Mon père me racontait des histoires inventées, chaque soir, pour m’endormir. Des histoires avec de beaux personnages inspirants : il y avait l’histoire de Bibi l’out**de et de sa migration (une série de plusieurs épisodes), l’histoire de Geneviève la magicienne, celle d’une petite fille qui faisait un potager et ajoutait de nouveaux légumes chaque jour pour faire plaisir à différents animaux qui venaient aussi se nourrir dans sa cour. Et j’en passe!
Quand j’ai été ado, mon père m’a enseigné son métier, la photographie. Il avait son studio de photo sur le Boulevard des Forges à Trois-Rivières, Les Ateliers photographiques. Il y avait avec une chambre noire, un studio pour prendre des photos, une grande pièce pour faire l’encadrement et la sélection des photos. Mon père avait appris la menuiserie dans la boutique à bois de son père Camil et son studio était meublé à partir de ses propres créations.
Quand j’ai terminé le secondaire, mon premier travail étudiant a été à son studio, qui était à quelques minutes à pied du Cégep et de l’université. Durant ces quelques années à travailler au studio, en parallèle de mes études collégiales et universitaires, je faisais de tout : développer les négatifs, agrandir des photos, encadrement, archivage, assistante-photographe pour les mariages, assistante pour l’accrochage de photos quand mon père exposait, etc.

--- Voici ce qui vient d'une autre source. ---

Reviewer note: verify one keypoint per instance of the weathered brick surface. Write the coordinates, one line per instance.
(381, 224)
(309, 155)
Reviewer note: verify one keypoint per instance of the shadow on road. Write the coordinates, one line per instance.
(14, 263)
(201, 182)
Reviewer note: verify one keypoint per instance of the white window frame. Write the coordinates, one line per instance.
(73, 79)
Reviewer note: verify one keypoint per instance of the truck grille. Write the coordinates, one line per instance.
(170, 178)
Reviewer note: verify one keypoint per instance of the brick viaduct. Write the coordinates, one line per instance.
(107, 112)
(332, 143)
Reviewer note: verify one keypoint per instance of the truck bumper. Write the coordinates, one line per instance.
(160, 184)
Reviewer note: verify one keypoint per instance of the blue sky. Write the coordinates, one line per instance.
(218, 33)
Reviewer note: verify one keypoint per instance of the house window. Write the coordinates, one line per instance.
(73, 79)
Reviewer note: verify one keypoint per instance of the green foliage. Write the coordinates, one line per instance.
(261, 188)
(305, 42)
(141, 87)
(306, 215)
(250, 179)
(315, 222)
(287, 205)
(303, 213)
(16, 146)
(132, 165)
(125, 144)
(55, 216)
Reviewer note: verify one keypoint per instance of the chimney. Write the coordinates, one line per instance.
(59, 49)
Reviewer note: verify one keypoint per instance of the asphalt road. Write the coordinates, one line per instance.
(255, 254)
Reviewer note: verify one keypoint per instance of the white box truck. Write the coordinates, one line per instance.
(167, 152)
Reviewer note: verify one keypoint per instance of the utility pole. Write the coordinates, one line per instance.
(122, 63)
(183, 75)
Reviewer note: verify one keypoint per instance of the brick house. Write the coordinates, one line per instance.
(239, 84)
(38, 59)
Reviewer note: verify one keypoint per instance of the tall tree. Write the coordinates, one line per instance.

J’ai tant appris de ces moments père-fille… J’ai appris à créer, en ayant la confiance de mon père et sa supervision bienveillante. Mon père dit toujours que « Créer, c’est choisir ». J’ai appris à choisir. Choisir ma vie. Choisir d’aimer mon métier. Choisir d’aimer.
Le studio de photo de mon père était un lieu névralgique du monde artistique trifluvien. Des peintres, des poètes, des photographes et autres artistes y venaient pour utiliser son studio ou simplement pour échanger avec mon père sur l’art, sur la condition des artistes, sur la vie. Moi j’étais là et j’écoutais ces conversations d’adultes. C’était formateur et j’étais tellement fière d’être la fille de ce bel humain.

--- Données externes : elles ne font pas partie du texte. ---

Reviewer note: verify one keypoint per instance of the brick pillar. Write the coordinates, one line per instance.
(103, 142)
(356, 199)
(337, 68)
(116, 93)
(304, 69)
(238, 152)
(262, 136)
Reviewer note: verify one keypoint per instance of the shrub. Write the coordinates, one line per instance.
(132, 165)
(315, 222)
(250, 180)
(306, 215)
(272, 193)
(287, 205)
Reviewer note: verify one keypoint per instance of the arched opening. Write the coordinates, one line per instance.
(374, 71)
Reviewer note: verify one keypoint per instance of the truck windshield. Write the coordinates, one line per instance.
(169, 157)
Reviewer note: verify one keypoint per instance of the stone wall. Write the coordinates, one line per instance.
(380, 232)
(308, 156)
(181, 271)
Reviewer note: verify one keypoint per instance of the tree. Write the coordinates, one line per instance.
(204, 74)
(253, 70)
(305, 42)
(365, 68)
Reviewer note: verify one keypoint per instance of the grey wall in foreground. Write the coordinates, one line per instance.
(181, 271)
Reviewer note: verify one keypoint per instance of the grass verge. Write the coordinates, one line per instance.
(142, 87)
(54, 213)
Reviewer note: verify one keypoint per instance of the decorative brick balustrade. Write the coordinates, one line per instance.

J’ai appris également, en côtoyant mon père au studio, sur la vie de travailleur autonome, d’entrepreneur. J’ai vu que ce n’était pas un chemin facile, oh! non, mais j’ai goûté aussi la liberté des horaires, la liberté des projets créatifs, la liberté dans la touche d’humanité, de générosité et de compassion que l’on met dans son entreprise.

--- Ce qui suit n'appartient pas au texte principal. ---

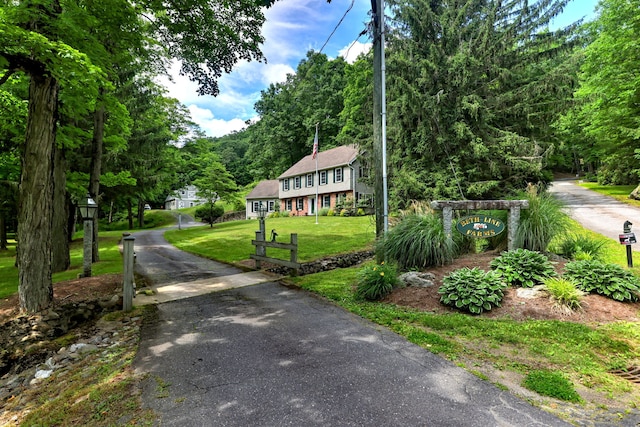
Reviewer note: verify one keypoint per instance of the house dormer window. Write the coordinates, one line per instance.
(337, 175)
(323, 177)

Plus t**d, quand ma mère a été en fin de vie, mon père a déménagé son studio à la maison. C’était aussi le début de l’ère du numérique. J’ai vu mon père passer de la chambre noire à Photoshop, apprendre le montage vidéo par ordinateur et même y prendre goût. Il m’a appris cela aussi, les nouvelles techniques qu’il maîtrisait et comment s’adapter aux changements. Et je l’ai vu prendre soin de ma mère, à travers ce travail qu’il faisait maintenant à partir de la maison.
Durant les mêmes années, j’ai terminé mon doctorat en histoire, enceinte et avec un premier bébé. Une fois par semaine, mon père est venu jusqu’à Sorel s’occuper d’Antoine pendant que je terminais l’écriture de ma thèse. Il m’a encouragé et soutenu tout au long de ce projet et consolé dans les jours difficiles et dans le deuil de ma mère.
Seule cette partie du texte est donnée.